The growing acceptance of database systems makes their performance increasingly more important. One way to gain performance is to off-load some of the functions of the database system to a back-end computer. The problem is what functions should be off-loaded to maximize the benefits of distributed processing.
--From the Authors’ Abstract
The authors discuss the above problem using an experimental methodology. As a testbed they use the well-known INGRES relational system. This assumes an architecture composed of two processors connected by a fast communication channel. Since, typically, a database system is a layered software system, its software can be partitioned along the dividing lines between any of the layers, and the resultant parts can be placed into the two processors. INGRES was therefore configured into six different configurations, where each successive configuration included more functionality in the back-end processor. Each of the different configurations was tested under several query streams, and several measurements were made. The factors measured included total elapsed time, total I/O time, CPU and I/O times for each processor, and network communication time. After describing the problems encountered in implementing each of the configurations, the authors describe the results and analyze them.
Although the approach taken in this paper is quite unique, the results are, in general, disappointing. Almost a third of the paper is devoted to explaining discrepancies in various measurements which occur as a result of particular INGRES or UNIX implementations. If one’s implementation of a relational system is very close to INGRES, some of the comments made are very useful. Otherwise, perhaps the only general conclusion one can draw from the results shown is that a configuration where most of the functionality is in one processor (i.e., either in the back-end or in the front-end) is far superior to a configuration with functionality divided more or less evenly between the two processors.

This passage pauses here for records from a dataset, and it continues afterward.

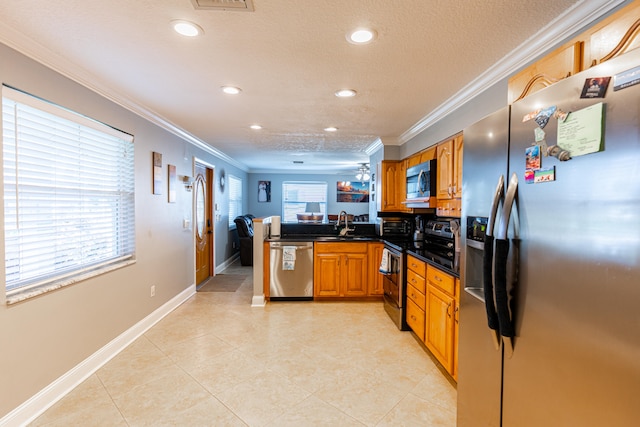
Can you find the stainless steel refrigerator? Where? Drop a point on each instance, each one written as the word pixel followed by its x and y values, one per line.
pixel 550 312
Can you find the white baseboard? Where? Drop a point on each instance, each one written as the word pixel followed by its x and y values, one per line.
pixel 227 263
pixel 48 396
pixel 258 301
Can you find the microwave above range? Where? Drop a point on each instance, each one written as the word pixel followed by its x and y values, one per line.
pixel 421 181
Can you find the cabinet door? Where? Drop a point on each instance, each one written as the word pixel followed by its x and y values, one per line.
pixel 457 167
pixel 390 172
pixel 415 318
pixel 393 186
pixel 456 331
pixel 444 176
pixel 439 330
pixel 559 64
pixel 614 36
pixel 375 277
pixel 326 278
pixel 354 276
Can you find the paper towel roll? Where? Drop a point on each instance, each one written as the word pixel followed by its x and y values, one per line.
pixel 275 226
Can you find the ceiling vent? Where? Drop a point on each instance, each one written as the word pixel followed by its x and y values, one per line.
pixel 239 5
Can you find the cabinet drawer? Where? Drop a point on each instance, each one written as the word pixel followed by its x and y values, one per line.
pixel 416 265
pixel 340 248
pixel 442 280
pixel 415 318
pixel 416 296
pixel 416 280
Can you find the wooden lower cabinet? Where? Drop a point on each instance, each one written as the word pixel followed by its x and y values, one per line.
pixel 340 270
pixel 432 311
pixel 375 278
pixel 439 333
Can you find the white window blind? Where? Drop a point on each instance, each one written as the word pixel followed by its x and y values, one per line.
pixel 68 193
pixel 296 194
pixel 235 198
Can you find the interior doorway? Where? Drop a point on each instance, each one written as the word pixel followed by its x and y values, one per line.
pixel 203 187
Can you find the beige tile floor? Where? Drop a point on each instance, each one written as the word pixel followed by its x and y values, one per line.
pixel 216 361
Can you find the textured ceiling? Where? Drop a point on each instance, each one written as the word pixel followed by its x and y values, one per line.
pixel 288 56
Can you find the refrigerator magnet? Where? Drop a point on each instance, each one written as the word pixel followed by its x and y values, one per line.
pixel 529 176
pixel 626 78
pixel 545 175
pixel 595 87
pixel 532 157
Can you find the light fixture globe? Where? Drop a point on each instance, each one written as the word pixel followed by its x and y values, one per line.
pixel 361 36
pixel 186 28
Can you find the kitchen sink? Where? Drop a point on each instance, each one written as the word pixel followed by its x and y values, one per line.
pixel 342 238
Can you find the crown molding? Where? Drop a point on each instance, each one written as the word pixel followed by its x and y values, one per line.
pixel 561 28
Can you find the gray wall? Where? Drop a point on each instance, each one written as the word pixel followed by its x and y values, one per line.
pixel 45 337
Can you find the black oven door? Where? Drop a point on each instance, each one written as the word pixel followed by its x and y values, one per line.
pixel 392 281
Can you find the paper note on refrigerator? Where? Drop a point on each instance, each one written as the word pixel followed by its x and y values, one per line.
pixel 582 133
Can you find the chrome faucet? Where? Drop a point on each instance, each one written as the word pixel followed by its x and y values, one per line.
pixel 346 229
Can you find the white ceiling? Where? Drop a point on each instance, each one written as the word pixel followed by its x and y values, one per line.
pixel 289 57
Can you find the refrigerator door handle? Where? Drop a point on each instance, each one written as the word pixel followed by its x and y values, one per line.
pixel 507 329
pixel 487 266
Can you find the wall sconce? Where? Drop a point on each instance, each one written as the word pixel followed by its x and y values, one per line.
pixel 188 182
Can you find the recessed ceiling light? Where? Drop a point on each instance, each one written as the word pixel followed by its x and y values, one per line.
pixel 187 28
pixel 361 36
pixel 231 90
pixel 345 93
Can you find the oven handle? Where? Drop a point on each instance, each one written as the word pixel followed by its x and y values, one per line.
pixel 392 269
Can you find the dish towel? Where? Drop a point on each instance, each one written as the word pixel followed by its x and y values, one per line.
pixel 385 263
pixel 288 257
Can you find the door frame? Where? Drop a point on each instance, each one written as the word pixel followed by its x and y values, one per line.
pixel 209 194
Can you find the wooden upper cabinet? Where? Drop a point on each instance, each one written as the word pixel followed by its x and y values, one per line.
pixel 422 157
pixel 444 176
pixel 560 64
pixel 611 37
pixel 392 186
pixel 614 36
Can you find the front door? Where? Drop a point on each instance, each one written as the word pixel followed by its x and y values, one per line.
pixel 203 224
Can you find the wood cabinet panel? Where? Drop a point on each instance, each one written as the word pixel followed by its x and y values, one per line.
pixel 444 177
pixel 326 275
pixel 558 65
pixel 375 277
pixel 458 147
pixel 416 295
pixel 392 186
pixel 415 319
pixel 340 269
pixel 442 280
pixel 355 275
pixel 439 326
pixel 613 36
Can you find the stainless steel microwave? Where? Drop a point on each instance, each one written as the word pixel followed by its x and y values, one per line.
pixel 421 180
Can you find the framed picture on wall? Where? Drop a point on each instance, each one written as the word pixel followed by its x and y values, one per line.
pixel 157 173
pixel 353 192
pixel 264 191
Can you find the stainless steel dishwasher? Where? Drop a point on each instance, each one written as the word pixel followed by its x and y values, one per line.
pixel 291 271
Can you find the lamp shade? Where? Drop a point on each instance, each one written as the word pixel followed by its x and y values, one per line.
pixel 312 207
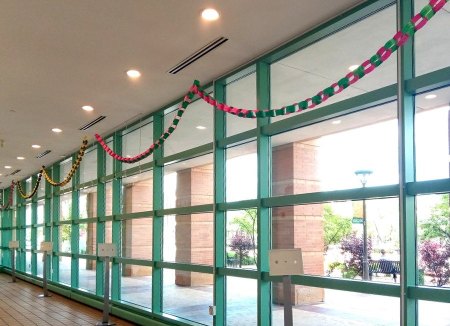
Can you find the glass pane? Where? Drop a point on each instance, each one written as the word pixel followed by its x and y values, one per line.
pixel 137 141
pixel 137 238
pixel 64 269
pixel 40 212
pixel 241 94
pixel 87 275
pixel 241 302
pixel 189 183
pixel 65 231
pixel 195 128
pixel 88 202
pixel 64 170
pixel 241 172
pixel 136 285
pixel 138 192
pixel 326 155
pixel 109 160
pixel 326 307
pixel 331 236
pixel 88 237
pixel 434 313
pixel 433 239
pixel 65 208
pixel 242 239
pixel 88 166
pixel 432 134
pixel 431 45
pixel 189 238
pixel 305 73
pixel 188 295
pixel 28 214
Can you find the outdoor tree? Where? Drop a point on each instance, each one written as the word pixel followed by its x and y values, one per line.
pixel 437 226
pixel 434 259
pixel 352 248
pixel 336 227
pixel 241 244
pixel 247 224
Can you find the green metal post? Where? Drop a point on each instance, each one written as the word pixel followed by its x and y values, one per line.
pixel 75 234
pixel 101 211
pixel 264 221
pixel 116 225
pixel 158 196
pixel 55 229
pixel 33 228
pixel 406 112
pixel 219 215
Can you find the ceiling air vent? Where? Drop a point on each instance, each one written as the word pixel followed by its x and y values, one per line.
pixel 197 55
pixel 93 122
pixel 43 153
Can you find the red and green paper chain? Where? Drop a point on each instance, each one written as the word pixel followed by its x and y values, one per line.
pixel 180 111
pixel 416 23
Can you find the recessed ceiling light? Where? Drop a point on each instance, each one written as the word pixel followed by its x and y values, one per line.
pixel 132 73
pixel 210 14
pixel 87 108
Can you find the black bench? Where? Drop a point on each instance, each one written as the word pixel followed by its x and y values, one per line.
pixel 384 266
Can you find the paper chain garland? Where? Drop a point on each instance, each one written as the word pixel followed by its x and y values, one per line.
pixel 181 108
pixel 72 171
pixel 398 40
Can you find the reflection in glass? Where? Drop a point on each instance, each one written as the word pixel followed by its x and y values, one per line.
pixel 188 295
pixel 432 134
pixel 325 156
pixel 189 238
pixel 136 285
pixel 87 275
pixel 241 172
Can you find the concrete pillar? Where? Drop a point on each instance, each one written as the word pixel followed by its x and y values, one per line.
pixel 137 233
pixel 295 172
pixel 194 234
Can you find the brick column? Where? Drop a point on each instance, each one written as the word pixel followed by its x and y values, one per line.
pixel 194 233
pixel 295 172
pixel 137 233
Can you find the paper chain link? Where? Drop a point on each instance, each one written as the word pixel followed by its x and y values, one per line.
pixel 399 39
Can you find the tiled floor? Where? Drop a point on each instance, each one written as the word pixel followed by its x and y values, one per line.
pixel 20 305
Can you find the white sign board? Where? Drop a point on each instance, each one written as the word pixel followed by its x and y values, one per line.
pixel 285 262
pixel 13 244
pixel 106 250
pixel 46 246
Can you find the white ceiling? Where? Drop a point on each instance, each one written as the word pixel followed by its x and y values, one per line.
pixel 57 56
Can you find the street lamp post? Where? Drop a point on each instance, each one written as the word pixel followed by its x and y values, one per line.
pixel 363 176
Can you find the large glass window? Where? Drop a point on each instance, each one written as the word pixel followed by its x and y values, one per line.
pixel 432 134
pixel 326 155
pixel 310 70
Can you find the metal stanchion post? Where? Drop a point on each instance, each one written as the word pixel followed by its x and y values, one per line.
pixel 13 265
pixel 288 320
pixel 106 251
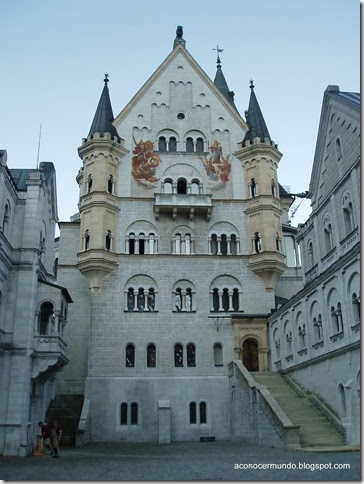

Even the authors themselves raise some questions about the experimental methodology used in this paper: “Are the conclusions valid for at least all relational database systems? Are the conclusions valid for all databases and query streams . . . ? Are they valid over the whole spectrum of hardware configurations . . . ?” The authors believe that the results are general, but cannot demonstrate it. The applicability of these results to other systems and configurations is therefore questionable.
In spite of the above reservations, I’d like to commend the authors for trying to analyze and comprehend a working system, which is always more complex than a paper design. The paper should therefore be read by people interested in database performance and database architecture. Hopefully it would lead to more general research on some of the issues raised in it.